- Home province: Kyoto, Yamashiro Province
- Parent house: Fujiwara clan
- Founder: Fujiwara no Akisue
- Founding year: Late 11th century

= Rokujō family =

Family in Imperial Japan

The Rokujō family (六條家) was a poetically conservative faction in the Japanese Imperial court, founded by Fujiwara no Akisue (1055–1123 CE); it was the first clan to specialize in attaining power and influence via success in poetry, and was originally opposed to their opposite numbers amongst the Minamoto clan (such as the innovative Minamoto no Shunrai), although later they would be opposed to a more junior (and poetically liberal) branch of the old and puissant Fujiwara family, as represented by Fujiwara no Shunzei and his son, Fujiwara no Teika.
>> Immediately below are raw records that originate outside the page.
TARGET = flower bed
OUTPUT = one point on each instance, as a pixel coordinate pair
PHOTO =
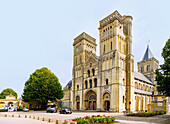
(3, 110)
(95, 119)
(144, 114)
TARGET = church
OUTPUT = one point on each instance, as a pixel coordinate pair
(108, 82)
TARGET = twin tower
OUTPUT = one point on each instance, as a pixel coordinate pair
(104, 82)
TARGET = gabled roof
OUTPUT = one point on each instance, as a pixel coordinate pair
(141, 77)
(68, 86)
(97, 57)
(148, 54)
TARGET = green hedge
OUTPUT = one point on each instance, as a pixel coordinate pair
(3, 110)
(37, 109)
(144, 114)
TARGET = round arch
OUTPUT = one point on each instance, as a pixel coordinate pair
(106, 100)
(78, 102)
(90, 100)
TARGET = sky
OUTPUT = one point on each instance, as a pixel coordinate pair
(40, 33)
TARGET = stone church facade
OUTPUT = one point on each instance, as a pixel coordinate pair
(108, 82)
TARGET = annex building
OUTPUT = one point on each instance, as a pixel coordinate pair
(108, 82)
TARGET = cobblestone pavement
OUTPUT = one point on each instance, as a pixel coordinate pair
(159, 119)
(9, 120)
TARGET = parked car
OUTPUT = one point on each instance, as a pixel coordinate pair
(51, 110)
(26, 110)
(65, 111)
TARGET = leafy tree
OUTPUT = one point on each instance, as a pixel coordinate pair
(7, 92)
(42, 86)
(163, 73)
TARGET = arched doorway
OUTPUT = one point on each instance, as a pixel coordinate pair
(78, 103)
(106, 100)
(90, 100)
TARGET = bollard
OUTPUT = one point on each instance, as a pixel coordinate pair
(65, 122)
(58, 122)
(44, 119)
(50, 120)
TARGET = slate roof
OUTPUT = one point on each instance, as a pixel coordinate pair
(140, 76)
(68, 86)
(148, 54)
(96, 56)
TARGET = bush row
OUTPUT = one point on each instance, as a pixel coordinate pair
(144, 114)
(95, 119)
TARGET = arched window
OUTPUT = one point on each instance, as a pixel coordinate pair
(77, 87)
(88, 73)
(90, 83)
(107, 82)
(76, 61)
(86, 84)
(80, 59)
(104, 48)
(93, 72)
(95, 82)
(142, 69)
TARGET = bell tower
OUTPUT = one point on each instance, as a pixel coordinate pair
(148, 65)
(117, 59)
(83, 45)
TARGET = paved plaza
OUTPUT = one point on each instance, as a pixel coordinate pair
(159, 119)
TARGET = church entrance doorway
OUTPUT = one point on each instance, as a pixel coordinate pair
(106, 101)
(78, 102)
(90, 99)
(107, 105)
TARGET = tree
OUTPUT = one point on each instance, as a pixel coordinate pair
(7, 92)
(163, 73)
(42, 86)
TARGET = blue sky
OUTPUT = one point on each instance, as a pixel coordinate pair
(40, 33)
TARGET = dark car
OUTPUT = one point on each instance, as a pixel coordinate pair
(65, 111)
(51, 110)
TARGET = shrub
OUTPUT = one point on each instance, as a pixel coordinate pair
(95, 119)
(3, 110)
(145, 114)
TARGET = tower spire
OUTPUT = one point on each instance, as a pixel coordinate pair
(148, 54)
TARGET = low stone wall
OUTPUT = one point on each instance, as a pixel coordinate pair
(69, 121)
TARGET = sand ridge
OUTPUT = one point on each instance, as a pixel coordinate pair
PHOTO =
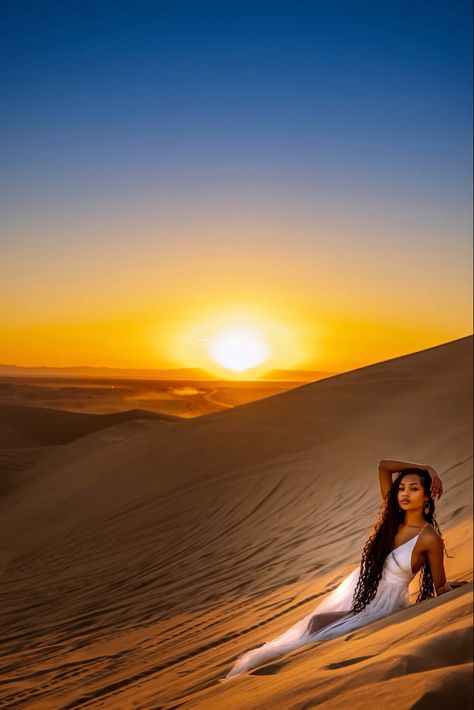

It was also known for, besides its conservative views on the composition of poetry, the quality of its scholar's work on old poetry (because of the allusive nature of waka, and the early confusions of transcription and writing them down, new versions and exegetical works were constantly needed by the court; the situation was especially bad with the Man'yōshū—Brower remarks that "It is doubtful whether more than three or four hundred Man'yō poems could actually be read with accuracy until the commentaries of the priest Senkaku laid the foundations of modern Man'yō scholarship..."). One of the Rokujō—Fujiwara no Akisuke (1090–1155)—compiled the Imperial anthology, the Shika Wakashū.